Find the radius of moon $\left(r_M\right)$.

The periodic time of two orbit is equal.

$\begin{array}{l}{\Gamma }_E={\Gamma }_M\\ \frac{2\pi r_E^{\frac{3}{2}}}{\sqrt{G{M}_E}}=\frac{2\pi r_M^{\frac{3}{2}}}{\sqrt{G{M}_M}}\\ r_M^{\frac{3}{2}}=\sqrt{\frac{M_M}{M_E}}\left(r_E^{\frac{3}{2}}\right)\\ r_M={\left(\frac{M_M}{M_E}\right)}^{\frac{1}{3}}\left(r_E\right)\end{array}$

Substitute $0.01230M_E$ for $M_M$.

$\begin{array}{l}{r}_M={\left(\frac{0.01230M_E}{M_E}\right)}^{\frac{1}{3}}\left(r_E\right)\\ r_M=0.23084r_E\end{array}$

Substitute $10.87\times {10}^6\text{m}$ for $r_E$.

$\begin{array}{c}{r}_M=0.23084\left(10.87\times {10}^6\right)\\ =2.509\times {10}^6\text{m}\times \frac{1\text{km}}{1,000\text{m}}\\ =2,509\text{km}\\ \approx \text{2,510}\text{km}\end{array}$

Thus, the required radius of the orbit of the spacecraft about the moon if the periodic times of the two orbits are to be equal is $\underset{\_}{2,510\text{km}}$.

To determine

Find the acceleration of gravity at the surface of the moon.

Answer to Problem 12.85P

The acceleration of gravity at the surface of the moon is $\underset{\_}{1.62{\text{m/s}}^2}$.

Explanation of Solution

Calculation:

The radius of the moon $\left(R_M\right)$ is $1.737\times {10}^6\text{m}$.

Find the acceleration of gravity at the surface of the moon  $\left(g_M\right)$ using Equation (9).

$\frac{2\pi r_E^{\frac{3}{2}}}{\sqrt{G{M}_E}}=\frac{2\pi r_M^{\frac{3}{2}}}{\sqrt{G{M}_M}}$

Substitute $g_E{R}_E^2$ for $G{M}_E$ and $g_M{R}_M^2$ for $G{M}_M$.

$\begin{array}{l}\frac{2\pi r_E^{\frac{3}{2}}}{\sqrt{g_E{R}_E^2}}=\frac{2\pi r_M^{\frac{3}{2}}}{\sqrt{g_M{R}_M^2}}\\ \frac{r_E^{\frac{3}{2}}}{R_E\sqrt{g_E}}=\frac{r_M^{\frac{3}{2}}}{R_M\sqrt{g_M}}\\ \frac{r_E^3}{R_E^2{g}_E}=\frac{r_M^3}{R_M^2{g}_M}\\ g_M={\left(\frac{R_E}{R_M}\right)}^2{\left(\frac{r_M}{r_E}\right)}^3{g}_E\end{array}$

Substitute $6.37\times {10}^6\text{m}$ for $R_E$, $1.737\times {10}^6\text{m}$ for $R_M$, $2.509\times {10}^6\text{m}$ for $r_M$, $10.87\times {10}^6\text{m}$ for $r_E$, and $9.81{\text{m/s}}^2$ for $g_E$.

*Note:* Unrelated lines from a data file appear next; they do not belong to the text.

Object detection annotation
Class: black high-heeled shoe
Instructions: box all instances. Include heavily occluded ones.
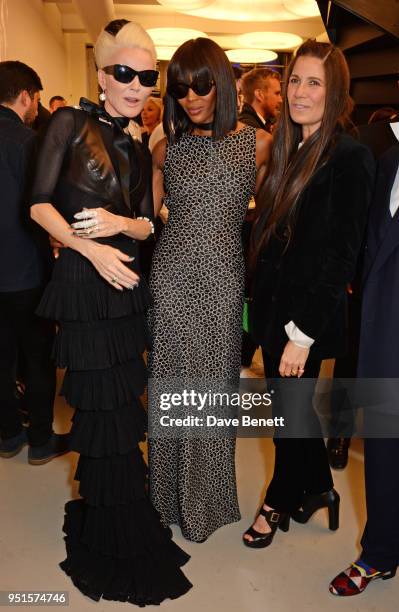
[242,506,290,548]
[291,489,340,531]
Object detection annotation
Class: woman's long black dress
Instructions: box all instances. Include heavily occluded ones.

$\begin{array}{c}{g}_M={\left(\frac{6.37\times {10}^6}{1.737\times {10}^6}\right)}^2{\left(\frac{2.509\times {10}^6}{10.87\times {10}^6}\right)}^3\left(9.81\right)\\ =1.62{\text{m/s}}^2\end{array}$

Thus, the acceleration of gravity at the surface of the moon is $\underset{\_}{1.62{\text{m/s}}^2}$.